I'm not an expert with the DBX unit, so I'm not sure how to interpret "3: 8000hz, 9 db/okt, +4db"

Also, I wouldn't remove the 2405, but you may want to cross it over at a steeper rate
than what a 1uF cap can supply by itself, and make sure it is at ear level while listening
(limited vertical coverage).

Very nice buildup pictures/story!

Kalle
07-15-2013, 06:34 AM
Back from the holiday:)

I`we tried som diffrent settings but now I try to measure the system. I can post some screens here later and mabye get some tips. ("3: 8000hz, 9 db/okt, +4db" is HP 9db/okt from 8000 and up but I`m not either sure exactly how it works)

/Karl



My opinion is it would be good to work on the settings here:

PEQ HI 1: 2670hz, Q 2,6, -6db. 2: 4760hz, Q1,2, -2db.

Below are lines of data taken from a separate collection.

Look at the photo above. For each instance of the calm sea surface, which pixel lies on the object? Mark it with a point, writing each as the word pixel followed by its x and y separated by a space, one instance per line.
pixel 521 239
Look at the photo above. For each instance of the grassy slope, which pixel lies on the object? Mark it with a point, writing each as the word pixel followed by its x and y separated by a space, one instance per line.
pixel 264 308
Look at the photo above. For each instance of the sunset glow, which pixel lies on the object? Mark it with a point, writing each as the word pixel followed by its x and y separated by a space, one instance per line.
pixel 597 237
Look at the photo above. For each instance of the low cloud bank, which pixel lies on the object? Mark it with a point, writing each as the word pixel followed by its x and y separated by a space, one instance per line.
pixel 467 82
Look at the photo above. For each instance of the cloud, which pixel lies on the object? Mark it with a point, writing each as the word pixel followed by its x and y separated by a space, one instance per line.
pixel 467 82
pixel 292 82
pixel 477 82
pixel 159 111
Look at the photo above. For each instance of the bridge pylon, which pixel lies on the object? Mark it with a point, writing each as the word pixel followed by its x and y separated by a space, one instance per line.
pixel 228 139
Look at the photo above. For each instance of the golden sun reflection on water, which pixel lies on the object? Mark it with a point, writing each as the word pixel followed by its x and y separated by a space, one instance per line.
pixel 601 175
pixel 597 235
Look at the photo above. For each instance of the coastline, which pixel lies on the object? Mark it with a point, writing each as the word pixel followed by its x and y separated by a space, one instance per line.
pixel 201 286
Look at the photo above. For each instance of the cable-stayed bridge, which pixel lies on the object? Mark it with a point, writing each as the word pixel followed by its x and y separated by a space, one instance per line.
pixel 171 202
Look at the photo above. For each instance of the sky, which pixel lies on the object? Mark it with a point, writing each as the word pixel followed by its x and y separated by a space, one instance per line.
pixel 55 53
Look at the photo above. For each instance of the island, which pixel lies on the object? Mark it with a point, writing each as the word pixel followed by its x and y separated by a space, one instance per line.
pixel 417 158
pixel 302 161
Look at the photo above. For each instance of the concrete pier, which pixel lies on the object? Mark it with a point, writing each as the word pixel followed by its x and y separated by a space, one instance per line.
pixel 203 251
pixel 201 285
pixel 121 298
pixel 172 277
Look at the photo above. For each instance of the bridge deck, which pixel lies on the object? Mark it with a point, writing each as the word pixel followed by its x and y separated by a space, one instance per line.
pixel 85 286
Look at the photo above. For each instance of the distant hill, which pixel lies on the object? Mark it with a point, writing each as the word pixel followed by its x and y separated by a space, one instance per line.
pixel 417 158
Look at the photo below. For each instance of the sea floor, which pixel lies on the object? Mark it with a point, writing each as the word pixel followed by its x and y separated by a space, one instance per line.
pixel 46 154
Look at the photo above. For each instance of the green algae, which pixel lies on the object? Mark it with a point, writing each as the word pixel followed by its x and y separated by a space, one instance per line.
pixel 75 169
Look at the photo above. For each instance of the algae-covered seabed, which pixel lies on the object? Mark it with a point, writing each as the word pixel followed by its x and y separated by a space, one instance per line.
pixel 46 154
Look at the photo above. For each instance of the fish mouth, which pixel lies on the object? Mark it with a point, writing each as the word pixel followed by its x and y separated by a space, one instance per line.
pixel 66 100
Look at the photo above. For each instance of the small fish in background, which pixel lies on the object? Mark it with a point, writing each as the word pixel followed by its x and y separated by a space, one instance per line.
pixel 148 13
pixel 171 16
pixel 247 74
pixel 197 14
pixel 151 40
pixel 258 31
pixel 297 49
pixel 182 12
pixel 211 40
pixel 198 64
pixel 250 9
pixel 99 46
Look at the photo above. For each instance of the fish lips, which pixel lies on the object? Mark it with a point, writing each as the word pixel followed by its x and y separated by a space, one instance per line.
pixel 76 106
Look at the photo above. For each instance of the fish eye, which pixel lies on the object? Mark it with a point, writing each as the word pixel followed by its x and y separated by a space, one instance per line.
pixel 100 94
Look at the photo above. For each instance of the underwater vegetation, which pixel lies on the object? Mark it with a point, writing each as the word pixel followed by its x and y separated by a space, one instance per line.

(verify with measurements)

I'm not an expert with the DBX unit, so I'm not sure how to interpret "3: 8000hz, 9 db/okt, +4db"

Also, I wouldn't remove the 2405, but you may want to cross it over at a steeper rate
than what a 1uF cap can supply by itself, and make sure it is at ear level while listening
(limited vertical coverage).

Very nice buildup pictures/story!

Kalle
07-15-2013, 10:02 AM
Anyone with experienses of minidsp and REW measurement program? I`m thinking of getting miniDSP 4x10 Hd with UMIK-1 and run with REW http://www.hometheatershack.com/roomeq/

/Karl

more10
07-16-2013, 04:37 AM
Both work well. I havn't used umik though. REW is great for analysing decay. Holmimpulse is also very useful.